2. Custom Stopwords: 
  The custom_stopwords set consists of user-defined stopwords, which, in this example, includes common words such as "list," "of," "custom," and "stopwords." The purpose of this set is to identify and exclude these specific words during the text pre-processing stage.

3. Punctuation Handling:  
  These punctuation handling steps contribute to the overall preprocessing of the text data. Separating punctuation from words helps ensure that each token (word) is treated as an individual entity during subsequent processing steps, such as lowercase conversion and lemmatization. This can be beneficial for sentiment analysis tasks as it allows the model to focus on the semantic content of words while disregarding attached punctuation marks. 

4. Normalization: 

  Lowercasing: The line tokens = [t.lower() for t in tokens if t.lower() not in custom_stopwords] ensures that all words in the text are converted to lowercase. Lowercasing helps standardize the text by treating uppercase and lowercase versions of the same word as identical. This is essential for consistency in subsequent analyses. 
Lemmatization: The lemmatization step is performed using the WordNetLemmatizer from the NLTK library: tokens = [lemmatizer.lemmatize(t) for t in tokens]. Lemmatization involves reducing words to their base or root form. For example, lemmatizing "running" would result in "run." This step aims to ensure that different inflections or derivations of a word are treated as the same, reducing the dimensionality of the feature space.

Lexicon-based features:
Positive words: The presence of positive words in the text suggests a positive sentiment. The more positive words there are, the more likely the text is to express a positive sentiment.
Negative words: The presence of negative words in the text suggests a negative sentiment. The more negative words there are, the more likely the text is to express a negative sentiment.
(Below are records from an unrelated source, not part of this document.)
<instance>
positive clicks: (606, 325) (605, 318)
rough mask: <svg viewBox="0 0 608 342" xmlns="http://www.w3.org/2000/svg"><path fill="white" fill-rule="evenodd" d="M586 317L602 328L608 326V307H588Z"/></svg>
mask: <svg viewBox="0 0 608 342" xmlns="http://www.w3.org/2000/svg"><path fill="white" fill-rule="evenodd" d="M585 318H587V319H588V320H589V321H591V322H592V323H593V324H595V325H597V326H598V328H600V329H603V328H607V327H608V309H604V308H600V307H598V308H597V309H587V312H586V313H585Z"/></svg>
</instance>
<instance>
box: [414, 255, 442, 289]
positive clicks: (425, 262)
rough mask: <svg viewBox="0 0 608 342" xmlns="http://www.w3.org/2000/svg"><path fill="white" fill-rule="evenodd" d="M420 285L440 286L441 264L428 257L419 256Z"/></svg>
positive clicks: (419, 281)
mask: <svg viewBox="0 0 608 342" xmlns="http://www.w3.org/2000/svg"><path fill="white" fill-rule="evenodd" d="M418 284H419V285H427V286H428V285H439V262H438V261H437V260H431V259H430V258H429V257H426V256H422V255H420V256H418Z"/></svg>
By combining information about positive and negative words, lexicon-based features can provide a more accurate assessment of the sentiment expressed in the text. When combined with normal feature extraction techniques, these features can help to improve the overall accuracy of sentiment analysis models.

Stylistic features:
Average number of words per sentence: A higher average number of words per sentence suggests a more formal or analytical style of writing. This style is often associated with more neutral or objective sentiment.
Use of exclamation points: The use of exclamation points suggests a more emotional or emphatic style of writing. This style is often associated with more positive or negative sentiment.
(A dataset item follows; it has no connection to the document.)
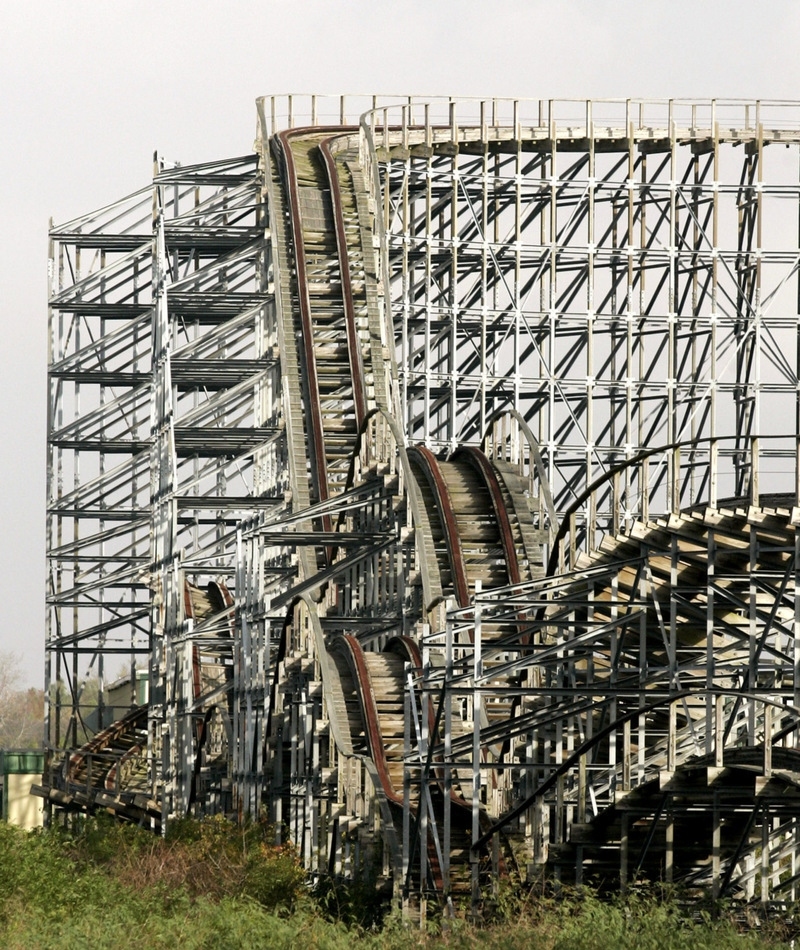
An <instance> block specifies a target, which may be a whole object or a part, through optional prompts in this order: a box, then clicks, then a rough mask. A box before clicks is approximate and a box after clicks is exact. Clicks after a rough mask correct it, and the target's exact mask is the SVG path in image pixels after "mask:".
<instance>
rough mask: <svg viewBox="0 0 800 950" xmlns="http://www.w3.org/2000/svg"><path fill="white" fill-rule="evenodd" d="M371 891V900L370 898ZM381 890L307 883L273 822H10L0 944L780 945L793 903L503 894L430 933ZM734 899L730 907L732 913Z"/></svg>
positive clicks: (205, 948)
mask: <svg viewBox="0 0 800 950" xmlns="http://www.w3.org/2000/svg"><path fill="white" fill-rule="evenodd" d="M370 895H372V898H371V896H370ZM376 903H377V902H376V900H375V897H374V891H372V890H370V891H369V892H368V890H367V888H366V887H360V888H359V887H350V888H348V887H345V886H343V885H341V884H340V885H334V884H333V883H332V882H330V881H328V882H323V883H322V884H319V885H318V886H317V887H316V888H315V889H313V890H309V889H308V888H307V886H306V884H305V879H304V874H303V871H302V868H301V867H300V863H299V861H298V857H297V855H296V853H295V852H294V850H293V849H292V848H291V847H287V846H279V845H276V844H274V835H273V834H272V829H270V828H269V826H268V825H266V824H264V823H262V822H254V823H252V824H249V825H246V826H245V827H238V826H236V825H234V824H232V823H230V822H227V821H224V820H223V819H219V818H215V819H206V820H204V821H199V822H198V821H186V822H181V823H178V824H176V825H174V826H173V828H172V829H171V831H170V834H169V836H168V837H167V838H165V839H162V838H158V837H155V836H153V835H151V834H150V833H149V832H147V831H144V830H141V829H138V828H135V827H133V826H130V825H120V824H115V823H113V822H112V821H111V820H104V819H92V820H90V821H86V822H84V823H83V825H82V827H81V828H80V829H79V830H77V831H72V832H67V831H65V830H63V829H59V828H51V829H49V830H47V831H39V832H31V833H28V832H23V831H21V830H19V829H17V828H14V827H12V826H10V825H7V824H5V823H2V822H0V946H2V947H3V948H7V950H23V948H24V950H39V948H41V950H45V948H47V950H76V948H82V947H92V948H93V950H106V948H107V950H128V948H130V950H133V948H136V950H141V948H148V950H160V948H167V947H169V948H174V947H181V948H186V950H227V948H231V950H234V948H235V950H256V948H258V950H261V948H273V947H274V948H286V950H293V948H301V950H311V948H320V950H328V948H330V950H340V948H341V950H345V948H347V950H352V944H353V941H354V940H356V939H357V940H358V943H359V946H360V947H366V948H368V950H370V948H374V950H378V948H387V950H410V948H434V947H438V946H442V945H446V946H448V947H450V948H452V950H472V948H476V950H477V948H490V950H493V948H497V950H500V948H502V950H514V948H520V950H522V948H525V950H782V948H784V947H787V948H788V946H789V943H790V941H791V940H792V938H793V937H794V936H795V926H794V923H793V914H792V913H784V914H782V915H781V916H780V918H779V919H777V920H775V921H767V922H765V924H764V926H762V928H761V929H760V931H759V932H752V931H751V932H743V931H742V927H741V924H740V923H737V916H736V915H735V914H734V913H733V909H732V908H728V909H721V908H714V909H713V911H714V912H713V913H712V911H711V909H709V910H708V912H697V909H695V912H694V915H693V916H692V917H690V916H689V915H688V914H687V913H686V912H685V911H683V910H682V909H681V907H680V905H679V904H678V903H677V902H676V901H674V900H671V899H667V898H665V897H664V896H663V895H653V894H649V895H648V894H634V895H632V896H629V897H627V898H626V899H624V900H622V899H620V900H616V901H612V902H603V901H601V900H599V899H598V898H597V897H596V896H594V895H592V894H591V893H590V892H587V891H571V892H566V891H561V892H559V893H558V894H556V893H552V892H549V891H547V890H546V889H537V890H535V891H532V892H531V893H528V894H526V895H522V896H519V895H513V894H507V895H502V896H501V898H500V900H498V901H497V902H496V904H495V905H494V907H493V910H492V919H491V920H488V921H486V922H484V923H482V924H480V925H478V924H474V923H469V922H468V921H467V920H466V919H465V918H464V917H463V916H460V917H457V918H456V919H453V920H450V921H448V922H447V924H446V926H444V927H442V925H441V923H437V922H436V921H433V920H431V919H430V916H429V926H428V930H427V932H426V933H422V932H421V931H420V930H419V929H418V928H416V927H407V926H404V925H403V923H402V921H401V920H400V919H399V918H398V917H397V916H396V915H394V914H391V913H389V914H388V915H387V916H385V917H383V919H381V917H380V914H379V913H378V912H377V908H376ZM721 911H722V912H721Z"/></svg>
By analyzing stylistic features, the model can gain insights into the writer's intent and the overall emotional tone of the text. This information can be used to improve the accuracy of the sentiment analysis.


Grid search and parameter optimization techniques like it are crucial for improving the accuracy of machine learning models, including support vector machines (SVMs). Compared to using a fixed or default parameter value, grid search helps to identify the optimal parameter settings that lead to the best performance on a given dataset.

The second approach, which involves cross-validation, demonstrates a more stable and higher overall performance, as indicated by the consistent accuracy and elevated F1-score. This suggests that the model trained in the second case generalizes well across different subsets of the data, providing more reliable and robust predictions compared to the individual fold-wise evaluations in the first case.